Cannabis retailer Sweet Flower plans to appeal a court decision after a judge ruled in favor of Pasadena and its retail cannabis application process.
In its lawsuit, Sweet Flower argued it was treated unfairly compared to other applicants, alleging the city ran afoul of its own laws. But a tentative decision issued last week, Feb. 25, said officials acted appropriately when they denied Sweet Flower’s application to open a retail cannabis shop.
It was yet another victory for Pasadena; its harshly criticized application process has prevailed time and time again in state and federal courts.
“The court decision last week concluded that city staff acted properly in establishing certain permitting processes, and the court rejected a series of Sweet Flower’s arguments challenging the fairness in the process,” city spokeswoman Lisa Derderian said in a statement. “The city believes it acted appropriately in the process and is pleased the trial judge agreed.”
The judge asked the city to propose a judgment that will be considered on April 6.
“We disagree with the judge’s ruling, and intend to appeal this decision,” Sweet Flower Chief Executive Tim Dodd said in a statement. “We believe it is in the best interests of the city that we open our store to serve Pasadena residents who voted decisively for permitting cannabis retail outlets.”
Derderian said the city “will continue to defend its position in this litigation, if appealed.”
In the lawsuit, Sweet Flower pointed to an arcane, yet deeply controversial aspect of the application process: a city requirement to have a licensed surveyor prepare a map of the proposed storefront location.

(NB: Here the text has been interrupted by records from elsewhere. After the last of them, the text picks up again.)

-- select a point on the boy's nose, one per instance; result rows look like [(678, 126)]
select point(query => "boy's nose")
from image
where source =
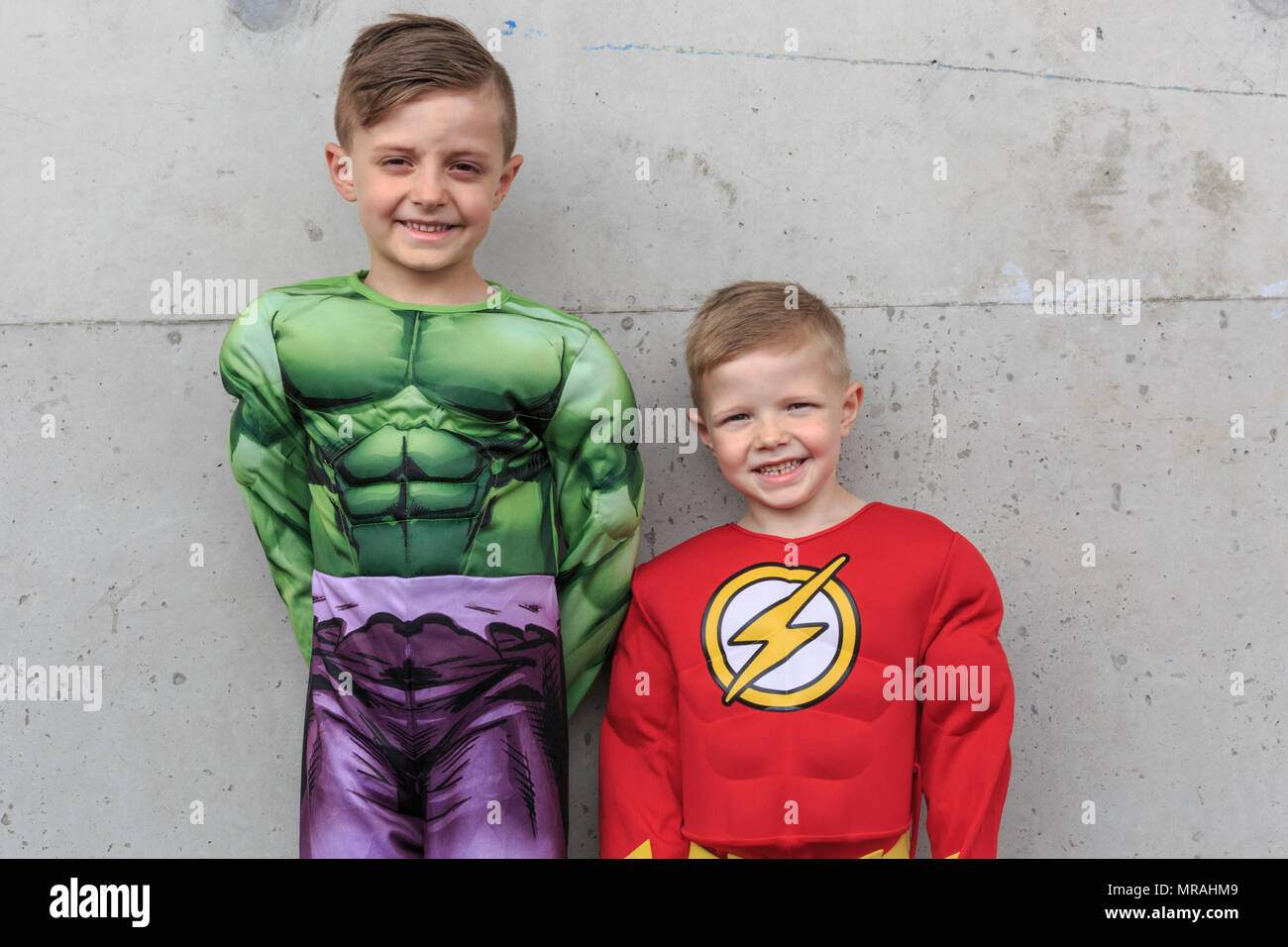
[(429, 188), (771, 434)]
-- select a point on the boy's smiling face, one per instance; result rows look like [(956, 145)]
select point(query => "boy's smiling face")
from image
[(774, 421), (434, 161)]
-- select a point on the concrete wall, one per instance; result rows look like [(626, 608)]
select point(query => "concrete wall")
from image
[(815, 165)]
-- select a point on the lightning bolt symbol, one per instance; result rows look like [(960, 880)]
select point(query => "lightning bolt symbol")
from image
[(778, 638)]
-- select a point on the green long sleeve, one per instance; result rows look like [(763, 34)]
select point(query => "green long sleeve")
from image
[(599, 486), (269, 460)]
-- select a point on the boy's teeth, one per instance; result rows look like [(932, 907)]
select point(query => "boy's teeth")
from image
[(781, 468)]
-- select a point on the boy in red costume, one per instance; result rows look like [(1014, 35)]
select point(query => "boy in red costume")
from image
[(791, 684)]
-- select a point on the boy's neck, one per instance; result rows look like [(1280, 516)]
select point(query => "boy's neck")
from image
[(462, 287), (838, 506)]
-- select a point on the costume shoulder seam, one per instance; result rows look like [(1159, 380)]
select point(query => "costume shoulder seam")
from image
[(548, 313)]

It was meant to ensure the storefront was far enough away from places such as schools and substance abuse centers, as required by city law.
City officials denied Sweet Flower’s application because its map was not prepared properly.
Sweet Flower argued its application was unfairly rejected because of this requirement, which was posted to the city’s website after the company had submitted its application.
It argued that its competitors made similar errors, but their applications were accepted.
“Sweet Flower is wrong,” the tentative ruling says.
“There is nothing wrong with an agency changing the requirement for a permit, even after applications have been submitted,” it continues. “The applicants must then comply with the new requirements.”
Sweet Flower needed to submit a proper location map by the time it was posted on the city’s website, which it did not, it says.
“In contrast to the applications of Atrium, Harvest and Integral, Sweet Flower’s application bore no indica that it (the map) was created by, reviewed by or even seen by a licensed surveyor,” it concludes.
It says the city had “substantial evidence” to reject Sweet Flower’s application and accept the rest, arguing Sweet Flower was treated the same as the rest of its competitors.
Out of nearly a dozen lawsuits against the city for its retail cannabis application process, only one remains: a recently filed suit from retailer MedMen whose application was denied after city officials learned of significant executive turnover.
Every other lawsuit has been dismissed or ruled in the city’s favor.
Sweet Flower was responsible for bringing the change in MedMen’s ownership to the attention of city officials; the company, led by Dodd, a former lawyer, has been a thorn in the side of all of the city’s successful cannabis applicants.
Sweet Flower still has three outstanding lawsuits, all targeting competitors in Pasadena.
One of those is against Harvest of Pasadena, arguing their application was incomplete and mistakenly approved by city officials.
Meanwhile, it has two lawsuits against Integral Associates Dena, which will soon open its storefront location on March 20.
One suit says the company’s proposed storefront location flies in the face of city law and was mistakenly approved by city officials. The other suit says the company saw a similar change of ownership as MedMen, and thus should be disqualified from the process.
City officials previously examined the change of ownership and determined it was inconsequential to the business operations, a decision Sweet Flower contests.